Es ist klar, daß all die kleinen Produktionen, losgelöst vom Weltmarkt, daß die gesamten Aktivitäten, die sich auf den besonderen lokalen Gegebenheiten begründen, eine Sichtweise hervorrufen, die total falsch ist. Deren Vertreter sind zu der Behauptung gekommen, daß, da die Fabrik vor ihrer Werkstatt oder ihrem Büro schließt, die Arbeiter im Begriff seien, zu verschwinden.
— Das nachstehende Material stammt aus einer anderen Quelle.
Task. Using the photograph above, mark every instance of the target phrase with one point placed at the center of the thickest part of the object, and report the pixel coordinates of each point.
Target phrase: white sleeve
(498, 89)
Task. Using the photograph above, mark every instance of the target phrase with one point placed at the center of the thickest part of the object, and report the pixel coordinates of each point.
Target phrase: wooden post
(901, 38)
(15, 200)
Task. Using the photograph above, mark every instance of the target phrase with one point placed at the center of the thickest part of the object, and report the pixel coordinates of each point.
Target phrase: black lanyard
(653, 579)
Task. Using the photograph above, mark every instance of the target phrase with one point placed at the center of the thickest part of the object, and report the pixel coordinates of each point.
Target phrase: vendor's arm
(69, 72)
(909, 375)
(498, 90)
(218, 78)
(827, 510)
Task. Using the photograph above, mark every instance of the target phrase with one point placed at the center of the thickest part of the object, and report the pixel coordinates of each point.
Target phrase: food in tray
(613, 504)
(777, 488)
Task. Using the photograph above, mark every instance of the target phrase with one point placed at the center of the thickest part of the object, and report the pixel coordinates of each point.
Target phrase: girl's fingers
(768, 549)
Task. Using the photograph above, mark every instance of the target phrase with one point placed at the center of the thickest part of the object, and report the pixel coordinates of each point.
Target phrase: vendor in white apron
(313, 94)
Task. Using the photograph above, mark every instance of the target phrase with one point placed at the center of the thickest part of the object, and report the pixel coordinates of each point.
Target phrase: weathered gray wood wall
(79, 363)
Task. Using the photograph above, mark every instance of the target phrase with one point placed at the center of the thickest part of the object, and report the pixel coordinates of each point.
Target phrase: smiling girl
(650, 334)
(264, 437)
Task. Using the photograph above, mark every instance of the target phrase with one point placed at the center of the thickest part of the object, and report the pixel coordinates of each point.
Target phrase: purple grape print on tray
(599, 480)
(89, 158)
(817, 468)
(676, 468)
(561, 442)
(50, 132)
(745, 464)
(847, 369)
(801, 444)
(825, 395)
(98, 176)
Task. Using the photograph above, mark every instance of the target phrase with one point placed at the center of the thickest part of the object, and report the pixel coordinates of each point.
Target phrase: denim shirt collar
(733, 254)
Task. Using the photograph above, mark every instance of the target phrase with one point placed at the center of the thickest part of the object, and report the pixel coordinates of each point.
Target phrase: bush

Oder, da in ihrer Provinzstadt keine neuen Fabriken aufmachen, die Arbeiter der Vergangenheit angehörten, und nicht der Zukunft.

Die Beharrlichkeit, mit der die mittleren Klassen, die Arbeiter dem verschwinden anheim gegeben haben, ist nur ein mentaler Reflex auf ein wirtschaftliches Bedürfnis: die eigenen Interessen stärker mit dem Kapital zu verknüpfen, in Anbetracht dessen, daß das Industrieproletariat unfähig war, in dem Moment, in dem sich die Krise entwickelte, irgendjemandem, nicht einmal sich selbst, eine Lösung des Verarmungsprozesses, der sich zu formieren begann, zu garantieren.

Das Proletariat macht verschiedene Entwicklungsstufen durch - es transformiert sich in derselben Weise, in der das Kapital sein Produktions- und Tauschsystem revolutioniert.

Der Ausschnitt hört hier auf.